Ознакомительная версия.
Четверть кубка с подогретым вином — и душа, как то птичье перо — взлетает вверх смело, легко: к туманящимся европейским высотам, к сахарной итальянской музыке, к ночным оперным пряностям!
Но внезапный полет тут же и обрывается: волчий вой, разнесшийся рядом, возвращает на землю, к вещам обыденным. Вот — грубый стол, шесть мисок, коврига хлеба, редька, мед. Они — есть. Им не дано лететь, но их и не надо воображать!
Мысль тоже упрощается, цепляется за привычное: за воспоминанья.

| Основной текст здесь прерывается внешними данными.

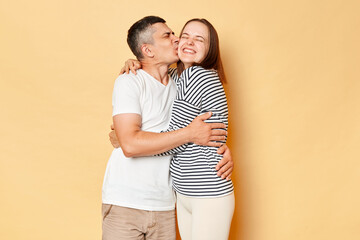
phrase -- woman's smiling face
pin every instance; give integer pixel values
(194, 43)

— Вспоминать есть свойство сердца, но не ума, — вполголоса произносит Евстигней слышанные где-то слова.
— Вспоминать — означает жить заново, — слегка перечит ему сидящий рядом, Андрюша Воинов, архитектор.
За стеной заиграли на дудочке. Играли дурно, через такт спотыкаясь, повторяя один и тот же мотив по нескольку раз.
«Ну же, быстрей, к финалу!» — хотел крикнуть дудочнику Евстигней. Однако — кричать не стал, досаду сдержал, улыбнулся даже.
Чем подталкивать дудочника, не лучше ль самому вперед устремиться?..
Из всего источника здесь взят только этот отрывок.